Researchers have new clues as to why it's so hard to concentrate after a bad night's sleep.
A new study published in the journal Sleep shows that even though people with insomnia and people without insomnia were able to perform equally on a working memory task, the brains of those with the condition did not work as efficiently.
Specifically, people without insomnia were able to pull more resources to the network of the brain responsible for working memory as the task grew in difficulty. But people with insomnia were unable to pull these resources.
Plus, insomniacs were unable to "turn off 'mind-wandering' brain regions irrelevant to the task," study researcher Sean P.A. Drummond, Ph.D., an associate professor in the department of psychiatry at University of California, San Diego, and the VA San Diego Healthcare System, said in a statement.
"Based on these results, it is not surprising that someone with insomnia would feel like they are working harder to do the same job as a healthy sleeper," Drummond added.
The A column shows brains from good sleepers, while the B column shows brains from people with primary insomnia.

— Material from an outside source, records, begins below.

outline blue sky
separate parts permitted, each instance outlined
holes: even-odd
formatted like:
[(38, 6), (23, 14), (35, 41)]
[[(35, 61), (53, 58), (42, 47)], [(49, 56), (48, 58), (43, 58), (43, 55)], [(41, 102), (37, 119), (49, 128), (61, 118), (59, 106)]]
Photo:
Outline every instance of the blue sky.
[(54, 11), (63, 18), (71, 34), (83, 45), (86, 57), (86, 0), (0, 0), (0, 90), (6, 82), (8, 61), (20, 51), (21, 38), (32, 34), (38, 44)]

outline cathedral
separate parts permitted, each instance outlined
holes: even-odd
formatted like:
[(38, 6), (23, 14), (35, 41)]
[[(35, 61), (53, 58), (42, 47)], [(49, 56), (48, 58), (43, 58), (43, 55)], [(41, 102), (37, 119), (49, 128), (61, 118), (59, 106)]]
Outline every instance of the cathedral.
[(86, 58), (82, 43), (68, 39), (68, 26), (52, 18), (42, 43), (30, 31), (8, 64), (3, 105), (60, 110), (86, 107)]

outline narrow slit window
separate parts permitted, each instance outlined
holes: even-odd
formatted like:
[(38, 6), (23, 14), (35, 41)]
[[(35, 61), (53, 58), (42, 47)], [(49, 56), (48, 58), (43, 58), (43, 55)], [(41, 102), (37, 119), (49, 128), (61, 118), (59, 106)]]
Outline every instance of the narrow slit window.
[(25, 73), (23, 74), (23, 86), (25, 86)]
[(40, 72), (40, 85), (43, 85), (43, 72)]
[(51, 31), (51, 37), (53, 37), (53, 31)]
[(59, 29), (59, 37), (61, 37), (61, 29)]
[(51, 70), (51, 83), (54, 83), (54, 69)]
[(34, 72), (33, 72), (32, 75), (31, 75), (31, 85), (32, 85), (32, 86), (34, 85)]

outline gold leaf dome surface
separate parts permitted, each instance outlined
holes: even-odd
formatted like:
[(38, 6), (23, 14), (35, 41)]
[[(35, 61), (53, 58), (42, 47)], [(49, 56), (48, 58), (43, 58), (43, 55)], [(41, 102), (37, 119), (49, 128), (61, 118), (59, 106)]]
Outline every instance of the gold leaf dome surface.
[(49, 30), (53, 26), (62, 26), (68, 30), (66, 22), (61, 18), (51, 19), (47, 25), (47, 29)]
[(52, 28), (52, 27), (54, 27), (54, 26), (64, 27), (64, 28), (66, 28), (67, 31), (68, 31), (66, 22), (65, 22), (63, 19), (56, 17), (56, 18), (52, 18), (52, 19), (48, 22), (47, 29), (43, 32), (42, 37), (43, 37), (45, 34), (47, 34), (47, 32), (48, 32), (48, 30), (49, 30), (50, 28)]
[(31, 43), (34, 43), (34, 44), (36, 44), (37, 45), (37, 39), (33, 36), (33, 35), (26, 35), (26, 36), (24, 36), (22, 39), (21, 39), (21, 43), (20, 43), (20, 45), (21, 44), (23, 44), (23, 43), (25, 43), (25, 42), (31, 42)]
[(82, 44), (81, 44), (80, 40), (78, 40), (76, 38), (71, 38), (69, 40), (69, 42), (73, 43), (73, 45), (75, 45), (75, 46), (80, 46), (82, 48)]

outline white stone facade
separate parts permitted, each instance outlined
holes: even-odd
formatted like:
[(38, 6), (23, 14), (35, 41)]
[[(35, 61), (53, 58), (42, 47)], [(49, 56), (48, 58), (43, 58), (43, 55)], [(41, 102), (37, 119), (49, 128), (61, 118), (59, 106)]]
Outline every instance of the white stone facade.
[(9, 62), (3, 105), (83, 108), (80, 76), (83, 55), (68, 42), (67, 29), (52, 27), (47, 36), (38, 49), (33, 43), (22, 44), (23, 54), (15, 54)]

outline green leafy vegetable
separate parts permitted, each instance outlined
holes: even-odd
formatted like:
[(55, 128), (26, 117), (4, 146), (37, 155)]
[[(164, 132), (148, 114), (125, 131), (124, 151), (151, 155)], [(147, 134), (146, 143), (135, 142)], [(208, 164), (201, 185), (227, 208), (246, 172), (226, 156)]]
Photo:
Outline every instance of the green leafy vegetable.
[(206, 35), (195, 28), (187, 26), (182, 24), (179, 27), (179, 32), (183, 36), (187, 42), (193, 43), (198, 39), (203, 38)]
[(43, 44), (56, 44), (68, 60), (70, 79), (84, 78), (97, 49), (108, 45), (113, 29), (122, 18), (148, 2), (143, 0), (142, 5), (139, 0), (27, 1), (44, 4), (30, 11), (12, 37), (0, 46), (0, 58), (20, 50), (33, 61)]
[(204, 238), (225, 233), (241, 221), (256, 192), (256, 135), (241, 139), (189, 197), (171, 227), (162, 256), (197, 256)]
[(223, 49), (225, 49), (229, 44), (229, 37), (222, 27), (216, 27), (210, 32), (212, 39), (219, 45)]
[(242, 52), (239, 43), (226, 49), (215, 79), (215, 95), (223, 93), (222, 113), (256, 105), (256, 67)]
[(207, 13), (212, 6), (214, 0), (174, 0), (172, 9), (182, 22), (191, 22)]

The brain scans demonstrate brain activation in response to task difficulty.
The study is based on data from 25 people with insomnia and 25 people who were good sleepers; the study participants' average age was 32. For the study, the participants did a working memory task while they were undergoing functional MRI brain scans.
"This study suggests PIs [primary insomniacs] have a reduced ability to engage some task-appropriate brain regions and reduced ability to modulate task-irrelevant (i.e., default mode) brain regions during working memory performance," researchers wrote in the study. "If either of our potential explanations for this is correct (PIs require greater attention and/or effort during baseline or PIs are unable to disengage from default mode during active conditions), these phenomena may be experienced by PIs as increased cognitive difficulties."
HuffPost blogger and sleep expert Michael Breus, Ph.D., previously pointed out that insomnia could also contribute to emotional problems and even depression. He noted a study from University of Pittsburgh School of Medicine researchers, which showed that insomniacs have dysfunctional activity in a brain region linked with emotion processing and regulation.